High-Performance Perovskite-Polymer Hybrid Solar Cells via Electronic Coupling with Fullerene Monolayers

Abstract

A plethora of solution-processed materials have been developed for solar cell applications. Hybrid solar cells based on light absorbing semiconducting polymers infiltrated into mesoporous TiO₂ are an interesting concept, but generating charge at the polymer–metal oxide heterojunction is challenging. Metal–organic perovskite absorbers have recently shown remarkable efficiencies but currently lack the range of color tunability of organics.
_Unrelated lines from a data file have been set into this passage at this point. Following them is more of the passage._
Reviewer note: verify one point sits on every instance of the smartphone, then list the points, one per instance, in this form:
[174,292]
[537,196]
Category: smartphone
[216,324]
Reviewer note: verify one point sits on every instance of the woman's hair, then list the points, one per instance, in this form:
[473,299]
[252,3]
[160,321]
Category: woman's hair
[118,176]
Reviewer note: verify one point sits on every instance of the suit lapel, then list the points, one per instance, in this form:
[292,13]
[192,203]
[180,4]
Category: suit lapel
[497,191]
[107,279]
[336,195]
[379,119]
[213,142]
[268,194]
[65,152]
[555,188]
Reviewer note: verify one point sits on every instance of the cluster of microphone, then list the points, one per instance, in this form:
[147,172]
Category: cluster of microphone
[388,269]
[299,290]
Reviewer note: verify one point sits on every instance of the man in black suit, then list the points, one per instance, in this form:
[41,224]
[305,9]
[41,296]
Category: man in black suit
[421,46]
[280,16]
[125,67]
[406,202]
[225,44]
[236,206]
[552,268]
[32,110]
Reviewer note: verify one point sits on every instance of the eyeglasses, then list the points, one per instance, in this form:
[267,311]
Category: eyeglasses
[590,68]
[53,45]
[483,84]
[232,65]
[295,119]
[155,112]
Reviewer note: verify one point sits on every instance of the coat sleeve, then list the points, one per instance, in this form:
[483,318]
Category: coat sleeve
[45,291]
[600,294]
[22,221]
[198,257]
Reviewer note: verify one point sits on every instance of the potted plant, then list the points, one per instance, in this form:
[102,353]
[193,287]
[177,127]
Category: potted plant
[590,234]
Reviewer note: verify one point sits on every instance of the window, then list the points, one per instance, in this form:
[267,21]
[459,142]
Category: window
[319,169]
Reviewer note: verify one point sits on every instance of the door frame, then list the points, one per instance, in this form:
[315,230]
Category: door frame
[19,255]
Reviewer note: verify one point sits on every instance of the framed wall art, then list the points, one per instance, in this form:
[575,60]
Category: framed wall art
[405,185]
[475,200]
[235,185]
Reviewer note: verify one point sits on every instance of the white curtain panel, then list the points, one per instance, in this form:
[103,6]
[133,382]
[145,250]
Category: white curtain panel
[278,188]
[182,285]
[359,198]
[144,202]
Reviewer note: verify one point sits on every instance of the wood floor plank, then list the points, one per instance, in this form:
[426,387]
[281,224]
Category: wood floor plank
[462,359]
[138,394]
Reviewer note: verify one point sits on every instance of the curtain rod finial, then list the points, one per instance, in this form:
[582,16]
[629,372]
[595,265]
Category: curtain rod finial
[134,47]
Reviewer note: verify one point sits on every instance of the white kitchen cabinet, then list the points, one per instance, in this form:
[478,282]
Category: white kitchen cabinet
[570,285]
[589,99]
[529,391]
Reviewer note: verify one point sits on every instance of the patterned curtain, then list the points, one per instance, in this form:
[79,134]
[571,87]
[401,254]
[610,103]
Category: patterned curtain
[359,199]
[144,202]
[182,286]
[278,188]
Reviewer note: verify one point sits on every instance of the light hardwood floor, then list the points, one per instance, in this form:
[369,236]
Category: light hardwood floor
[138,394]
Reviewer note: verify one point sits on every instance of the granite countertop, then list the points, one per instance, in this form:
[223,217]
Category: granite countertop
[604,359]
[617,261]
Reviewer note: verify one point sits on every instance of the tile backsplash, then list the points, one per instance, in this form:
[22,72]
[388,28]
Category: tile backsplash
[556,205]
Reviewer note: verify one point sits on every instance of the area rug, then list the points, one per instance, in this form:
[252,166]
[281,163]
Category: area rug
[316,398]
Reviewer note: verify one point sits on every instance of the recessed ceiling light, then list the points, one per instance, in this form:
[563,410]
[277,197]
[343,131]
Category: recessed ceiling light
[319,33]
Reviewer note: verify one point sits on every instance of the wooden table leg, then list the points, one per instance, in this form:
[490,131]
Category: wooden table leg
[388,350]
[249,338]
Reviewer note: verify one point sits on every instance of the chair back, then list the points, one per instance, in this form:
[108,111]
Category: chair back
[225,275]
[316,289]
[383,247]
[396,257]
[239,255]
Here, we have combined a fullerene self-assembled monolayer (C₆₀SAM) functionalized mesoporous titania, a perovskite absorber (CH₃NH₃PbI_3–xCl_x), and a light absorbing polymer hole-conductor, P3HT, to realize a 6.7% efficient hybrid solar cell. We find that photoexcitations in both the perovskite and the polymer undergo very efficient electron transfer to the C₆₀SAM. The C₆₀SAM acts as an electron acceptor but inhibits further electron transfer into the TiO₂ mesostructure due to energy level misalignment and poor electronic coupling. Thermalized electrons from the C₆₀SAM are then transported through the perovskite phase. This strategy allows a reduction of energy loss, while still employing a “mesoporous electron acceptor”, representing an exciting and versatile route forward for hybrid photovoltaics incorporating light-absorbing polymers. Finally, we show that we can use the C₆₀SAM functionalization of mesoporous TiO₂ to achieve an 11.7% perovskite-sensitized solar cell using Spiro-OMeTAD as a transparent hole transporter.